Read more about URMC’s settlement, CAP, and monitoring at www.hhs.gov/about/news/2019/11/05/failure-to-encrypt-mobile-devices-leads-to-3-million-dollar-hipaa-settlement.html.

Internet Exposure Leads to Big CMPs

Even state-run agencies collide with HIPAA rules now and again. That’s what happened to the Texas Health and Human Services Commission (TX HHSC), a subsidiary of Texas HHS, after it failed to clean up an ePHI issue that allowed 6,671 individuals’ names, addresses, Social Security numbers, and treatment information to be viewable on the internet, an OCR release says.

The commission assists vulnerable Medicaid beneficiaries, offering a plethora of care like mental health and substance abuse services as well as operating a variety of state-run venues, including nursing homes, childcare facilities, and supported living centers. The Department of Aging and Disability Services (DADS), a part of TX HHSC since 2017, is central to the HIPAA violation details.

“The breach occurred when an internal application was moved from a private, secure server to a public server and a flaw in the software code allowed access to ePHI without access credentials,” OCR relates. The agency follow-up showed that DADS didn’t conduct “an enterprise-wide analysis,” nor did it implement HIPAA Security Rule requirements.

In addition, these audit failures and access problems led to the exposure of the ePHI online, suggests the release. And that resulted in a $1.6 million civil monetary penalty (CMP) from OCR.

“No one should have to worry about their private health information being discoverable through a Google search,” Severino reminds in the report.

Review TX HHSC’s case at www.hhs.gov/about/news/2019/11/07/ocr-imposes-a-1.6-million-dollar-civil-money-penalty-against-tx-hhsc-for-hipaa-violations.html.

Know What Constitutes PHI

Two of the most important elements of HIPAA relate to identifying PHI and breach notification — one organization stumbled over both. Sentara Hospitals agreed to pay OCR $2.175 million and enter into a CAP plus monitoring for an April 2017 breach that exposed the PHI of 577 patients, a release notes.

Sentara, which operates 12 acute care hospitals in North Carolina and Virginia, received a complaint that it had mailed a patient’s PHI to another person, but that was only part of the issue. After analyzing the breach, the organization significantly miscalculated how many individuals were impacted by the incident, which resulted in the underreporting of the breach to those affected.

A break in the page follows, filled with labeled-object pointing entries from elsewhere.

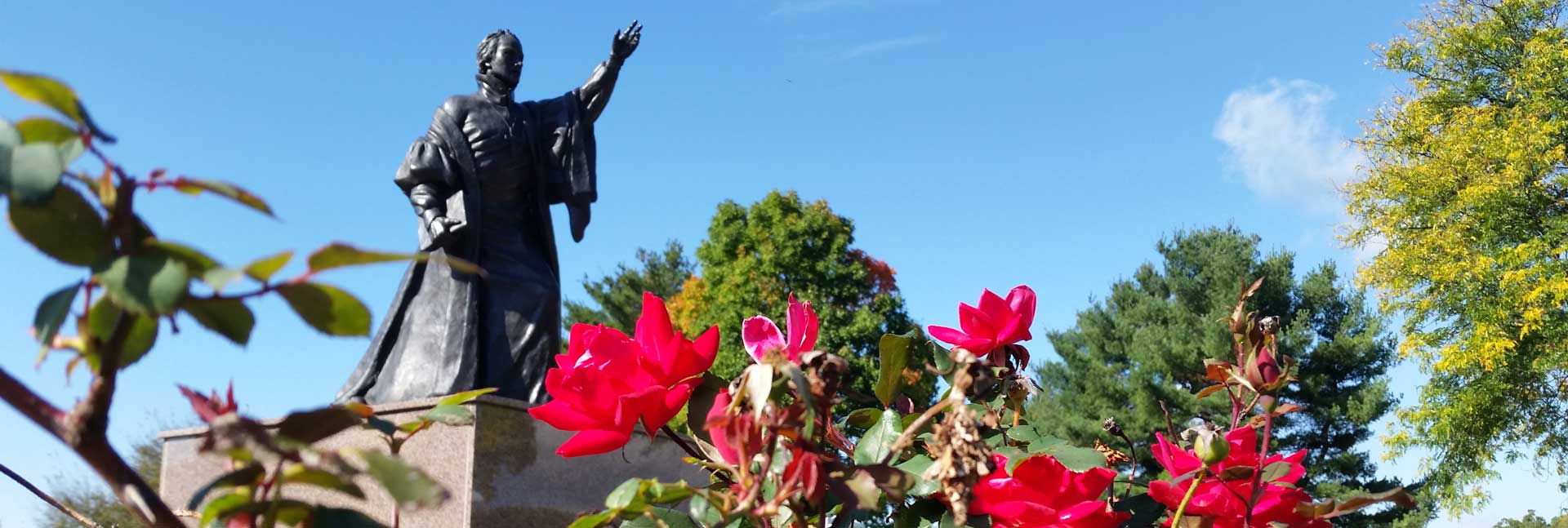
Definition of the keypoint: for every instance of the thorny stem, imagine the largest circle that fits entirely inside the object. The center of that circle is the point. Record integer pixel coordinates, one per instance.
(1167, 410)
(85, 427)
(908, 433)
(1133, 453)
(51, 500)
(1191, 490)
(1258, 473)
(684, 447)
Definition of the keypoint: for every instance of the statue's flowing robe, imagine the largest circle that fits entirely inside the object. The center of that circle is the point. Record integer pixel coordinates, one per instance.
(451, 331)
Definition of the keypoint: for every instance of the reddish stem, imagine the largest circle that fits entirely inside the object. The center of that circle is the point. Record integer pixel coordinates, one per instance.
(1258, 473)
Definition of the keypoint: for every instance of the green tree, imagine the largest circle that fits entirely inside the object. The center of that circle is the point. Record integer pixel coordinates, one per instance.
(1532, 521)
(620, 295)
(756, 255)
(95, 500)
(1143, 347)
(1467, 184)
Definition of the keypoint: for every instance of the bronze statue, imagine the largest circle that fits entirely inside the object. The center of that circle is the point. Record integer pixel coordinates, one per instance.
(482, 180)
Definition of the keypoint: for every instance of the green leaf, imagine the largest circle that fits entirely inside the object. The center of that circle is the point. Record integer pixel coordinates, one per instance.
(341, 254)
(35, 171)
(264, 268)
(298, 473)
(10, 136)
(341, 517)
(221, 507)
(228, 317)
(465, 397)
(864, 490)
(942, 359)
(248, 475)
(52, 132)
(625, 495)
(916, 466)
(1275, 470)
(408, 486)
(46, 91)
(218, 277)
(666, 494)
(221, 189)
(102, 318)
(328, 309)
(1145, 511)
(66, 228)
(1024, 433)
(703, 511)
(593, 521)
(670, 519)
(145, 284)
(311, 427)
(862, 417)
(195, 260)
(44, 131)
(52, 313)
(877, 441)
(702, 403)
(1075, 458)
(449, 415)
(893, 354)
(291, 512)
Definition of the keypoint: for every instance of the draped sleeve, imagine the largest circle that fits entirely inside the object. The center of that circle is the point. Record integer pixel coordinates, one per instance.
(569, 175)
(430, 179)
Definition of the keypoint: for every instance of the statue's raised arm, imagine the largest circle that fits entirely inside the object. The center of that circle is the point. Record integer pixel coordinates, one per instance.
(596, 91)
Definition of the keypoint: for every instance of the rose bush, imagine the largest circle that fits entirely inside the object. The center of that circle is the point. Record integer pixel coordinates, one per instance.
(780, 455)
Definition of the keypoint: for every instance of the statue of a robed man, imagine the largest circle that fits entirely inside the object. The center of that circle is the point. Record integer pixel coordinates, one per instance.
(482, 180)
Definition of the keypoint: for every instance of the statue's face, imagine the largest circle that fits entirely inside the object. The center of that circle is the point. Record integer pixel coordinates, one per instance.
(507, 63)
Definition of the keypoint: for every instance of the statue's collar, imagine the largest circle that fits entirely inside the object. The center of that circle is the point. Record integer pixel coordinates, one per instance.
(491, 88)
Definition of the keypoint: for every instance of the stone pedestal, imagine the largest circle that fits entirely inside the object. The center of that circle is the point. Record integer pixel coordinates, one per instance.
(502, 470)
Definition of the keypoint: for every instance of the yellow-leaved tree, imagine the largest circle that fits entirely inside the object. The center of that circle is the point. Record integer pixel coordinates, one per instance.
(1467, 185)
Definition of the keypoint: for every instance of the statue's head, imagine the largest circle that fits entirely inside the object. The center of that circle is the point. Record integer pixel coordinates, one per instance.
(501, 55)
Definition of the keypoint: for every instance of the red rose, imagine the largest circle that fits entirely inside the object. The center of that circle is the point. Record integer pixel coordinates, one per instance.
(996, 323)
(1043, 492)
(1223, 500)
(763, 335)
(608, 383)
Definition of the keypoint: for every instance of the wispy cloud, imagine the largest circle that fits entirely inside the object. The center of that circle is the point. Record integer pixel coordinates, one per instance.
(1278, 141)
(882, 46)
(808, 7)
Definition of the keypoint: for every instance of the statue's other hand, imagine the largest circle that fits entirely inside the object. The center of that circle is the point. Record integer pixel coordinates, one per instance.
(443, 231)
(626, 41)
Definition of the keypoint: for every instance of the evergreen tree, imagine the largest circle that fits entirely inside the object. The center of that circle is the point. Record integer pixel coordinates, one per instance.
(1143, 348)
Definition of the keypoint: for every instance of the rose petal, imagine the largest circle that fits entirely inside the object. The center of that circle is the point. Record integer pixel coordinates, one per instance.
(760, 335)
(564, 417)
(593, 442)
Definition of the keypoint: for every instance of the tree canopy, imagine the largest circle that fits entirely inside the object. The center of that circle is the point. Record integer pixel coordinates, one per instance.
(756, 255)
(620, 295)
(1465, 190)
(1136, 352)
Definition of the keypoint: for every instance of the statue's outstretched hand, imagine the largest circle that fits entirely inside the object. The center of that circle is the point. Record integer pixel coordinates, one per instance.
(626, 41)
(443, 231)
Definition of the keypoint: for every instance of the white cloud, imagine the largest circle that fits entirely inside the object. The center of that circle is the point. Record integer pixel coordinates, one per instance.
(1278, 141)
(883, 46)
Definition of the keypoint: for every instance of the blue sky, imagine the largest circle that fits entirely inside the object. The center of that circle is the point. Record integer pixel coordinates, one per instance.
(1018, 143)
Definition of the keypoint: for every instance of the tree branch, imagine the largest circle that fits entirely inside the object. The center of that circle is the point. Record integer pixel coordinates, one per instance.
(88, 439)
(51, 500)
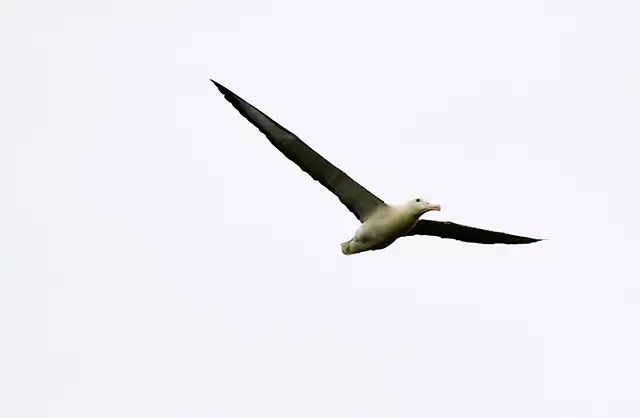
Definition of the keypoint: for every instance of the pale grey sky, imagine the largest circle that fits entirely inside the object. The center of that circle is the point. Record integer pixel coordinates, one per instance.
(159, 258)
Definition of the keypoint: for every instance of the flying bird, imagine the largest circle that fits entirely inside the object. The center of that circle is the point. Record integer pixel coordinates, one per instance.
(381, 223)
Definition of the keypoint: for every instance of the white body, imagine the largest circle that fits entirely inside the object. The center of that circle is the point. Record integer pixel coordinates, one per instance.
(383, 227)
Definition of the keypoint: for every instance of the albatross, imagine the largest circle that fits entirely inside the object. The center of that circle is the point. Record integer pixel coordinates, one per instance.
(381, 223)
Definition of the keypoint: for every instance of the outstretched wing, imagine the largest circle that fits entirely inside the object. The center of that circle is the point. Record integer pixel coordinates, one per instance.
(356, 198)
(464, 233)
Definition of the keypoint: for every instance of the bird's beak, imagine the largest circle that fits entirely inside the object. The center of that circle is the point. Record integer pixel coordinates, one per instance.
(433, 206)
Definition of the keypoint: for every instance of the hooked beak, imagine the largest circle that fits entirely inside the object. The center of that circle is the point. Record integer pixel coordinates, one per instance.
(433, 206)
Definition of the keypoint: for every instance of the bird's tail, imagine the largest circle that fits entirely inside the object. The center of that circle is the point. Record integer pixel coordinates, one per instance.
(346, 247)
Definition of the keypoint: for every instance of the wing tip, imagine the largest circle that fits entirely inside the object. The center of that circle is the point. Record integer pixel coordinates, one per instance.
(220, 87)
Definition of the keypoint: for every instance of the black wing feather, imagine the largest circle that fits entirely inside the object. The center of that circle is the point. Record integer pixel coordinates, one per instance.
(464, 233)
(356, 198)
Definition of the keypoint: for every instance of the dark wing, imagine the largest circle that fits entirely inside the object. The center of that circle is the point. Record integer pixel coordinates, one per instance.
(356, 198)
(466, 233)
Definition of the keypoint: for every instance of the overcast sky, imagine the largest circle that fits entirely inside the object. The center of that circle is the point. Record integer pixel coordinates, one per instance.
(159, 258)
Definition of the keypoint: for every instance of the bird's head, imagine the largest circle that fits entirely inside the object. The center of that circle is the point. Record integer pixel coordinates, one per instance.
(420, 206)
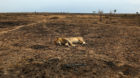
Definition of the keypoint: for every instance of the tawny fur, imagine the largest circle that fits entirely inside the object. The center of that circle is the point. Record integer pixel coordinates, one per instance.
(70, 41)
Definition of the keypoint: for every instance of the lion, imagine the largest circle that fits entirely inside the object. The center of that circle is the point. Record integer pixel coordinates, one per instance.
(69, 41)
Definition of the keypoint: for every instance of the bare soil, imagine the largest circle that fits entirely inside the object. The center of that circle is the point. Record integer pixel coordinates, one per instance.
(27, 48)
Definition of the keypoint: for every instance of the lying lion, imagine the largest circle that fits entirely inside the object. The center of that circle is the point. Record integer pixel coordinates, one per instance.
(69, 41)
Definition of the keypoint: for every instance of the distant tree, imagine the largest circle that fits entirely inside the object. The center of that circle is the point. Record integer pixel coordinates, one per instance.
(137, 13)
(115, 11)
(100, 15)
(94, 12)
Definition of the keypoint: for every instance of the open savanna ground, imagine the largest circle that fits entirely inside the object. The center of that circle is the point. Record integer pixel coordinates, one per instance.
(27, 48)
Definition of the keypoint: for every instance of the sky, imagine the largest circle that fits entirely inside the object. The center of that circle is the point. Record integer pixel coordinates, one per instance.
(71, 6)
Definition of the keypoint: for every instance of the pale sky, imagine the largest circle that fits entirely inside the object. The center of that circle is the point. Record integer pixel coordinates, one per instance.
(75, 6)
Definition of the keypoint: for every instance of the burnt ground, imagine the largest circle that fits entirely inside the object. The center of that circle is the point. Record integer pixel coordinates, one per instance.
(27, 48)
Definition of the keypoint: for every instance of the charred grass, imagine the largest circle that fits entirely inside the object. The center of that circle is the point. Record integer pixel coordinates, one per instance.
(112, 49)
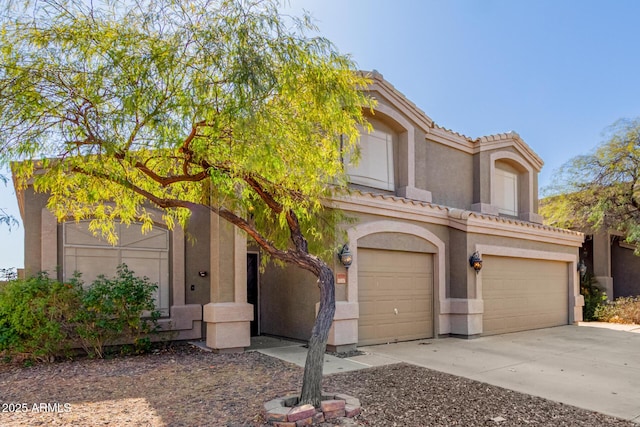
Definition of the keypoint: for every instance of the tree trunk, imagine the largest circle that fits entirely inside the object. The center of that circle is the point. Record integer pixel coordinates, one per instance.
(312, 380)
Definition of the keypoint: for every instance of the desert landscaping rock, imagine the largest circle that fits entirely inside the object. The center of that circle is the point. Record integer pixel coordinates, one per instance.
(183, 386)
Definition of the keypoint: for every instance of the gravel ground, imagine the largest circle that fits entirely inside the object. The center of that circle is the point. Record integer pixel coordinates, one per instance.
(183, 386)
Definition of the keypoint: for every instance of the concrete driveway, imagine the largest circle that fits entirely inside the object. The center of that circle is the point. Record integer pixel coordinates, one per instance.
(594, 368)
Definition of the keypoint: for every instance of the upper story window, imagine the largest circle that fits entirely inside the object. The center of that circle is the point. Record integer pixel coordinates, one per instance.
(375, 168)
(506, 195)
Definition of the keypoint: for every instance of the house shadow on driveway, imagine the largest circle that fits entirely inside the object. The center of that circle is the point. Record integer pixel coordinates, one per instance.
(591, 366)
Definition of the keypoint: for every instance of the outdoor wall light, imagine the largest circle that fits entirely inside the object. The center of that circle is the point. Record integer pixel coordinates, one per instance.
(345, 257)
(475, 261)
(582, 269)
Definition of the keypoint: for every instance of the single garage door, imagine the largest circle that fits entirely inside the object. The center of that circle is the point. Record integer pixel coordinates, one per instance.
(395, 292)
(521, 294)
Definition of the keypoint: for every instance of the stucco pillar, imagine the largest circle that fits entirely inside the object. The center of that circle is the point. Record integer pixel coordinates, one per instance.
(228, 315)
(602, 261)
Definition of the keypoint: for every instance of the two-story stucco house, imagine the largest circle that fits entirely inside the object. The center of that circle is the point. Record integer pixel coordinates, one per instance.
(426, 199)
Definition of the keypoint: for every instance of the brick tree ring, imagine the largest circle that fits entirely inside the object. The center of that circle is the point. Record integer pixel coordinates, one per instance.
(284, 412)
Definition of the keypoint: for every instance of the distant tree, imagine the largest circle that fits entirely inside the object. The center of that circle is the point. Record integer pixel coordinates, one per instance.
(5, 218)
(225, 104)
(600, 190)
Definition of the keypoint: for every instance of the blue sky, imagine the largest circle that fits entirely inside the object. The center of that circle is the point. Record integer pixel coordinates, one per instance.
(557, 72)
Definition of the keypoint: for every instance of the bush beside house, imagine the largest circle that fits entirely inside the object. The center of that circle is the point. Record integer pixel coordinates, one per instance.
(41, 318)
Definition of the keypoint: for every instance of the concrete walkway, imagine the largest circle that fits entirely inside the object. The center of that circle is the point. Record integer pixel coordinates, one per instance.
(594, 366)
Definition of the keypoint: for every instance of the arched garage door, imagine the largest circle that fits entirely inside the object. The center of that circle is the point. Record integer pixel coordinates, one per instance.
(395, 294)
(521, 294)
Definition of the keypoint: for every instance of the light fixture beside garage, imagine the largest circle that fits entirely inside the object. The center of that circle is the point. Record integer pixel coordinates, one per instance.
(475, 261)
(582, 269)
(345, 257)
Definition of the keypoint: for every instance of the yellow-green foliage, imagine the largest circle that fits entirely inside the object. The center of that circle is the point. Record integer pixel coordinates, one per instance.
(622, 310)
(108, 106)
(600, 189)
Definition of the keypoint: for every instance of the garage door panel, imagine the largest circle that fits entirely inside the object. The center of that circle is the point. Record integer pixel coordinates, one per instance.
(395, 296)
(521, 294)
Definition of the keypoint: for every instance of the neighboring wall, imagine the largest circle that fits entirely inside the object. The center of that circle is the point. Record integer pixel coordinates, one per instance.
(625, 270)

After a risk assessment, Sentara erroneously thought it “only needed to notify eight individuals of the breach because the other disclosures did not contain a patient diagnosis, treatment information, or other medical information,” explain Foley & Lardner LLP attorneys Jennifer J. Hennessy and Kelly A. Thompson, in a post from the law firm’s Health Care Law Today blog. “That is, Sentara determined the other disclosures created only a ‘low risk of compromise’ to the PHI and thus, notification was not required.”

But OCR felt differently about the matter. “HIPAA compliance depends on accurate and timely self-reporting of breaches because patients and the public have a right to know when sensitive information has been exposed.” Severino says in the release.

He adds, “When healthcare providers blatantly fail to report breaches as required by law, they should expect vigorous enforcement action by OCR.”

See details of the Sentara settlement at www.hhs.gov/about/news/2019/11/27/ocr-secures-2.175-million-dollars-hipaa-settlement-breach-notification-and-privacy-rules.html.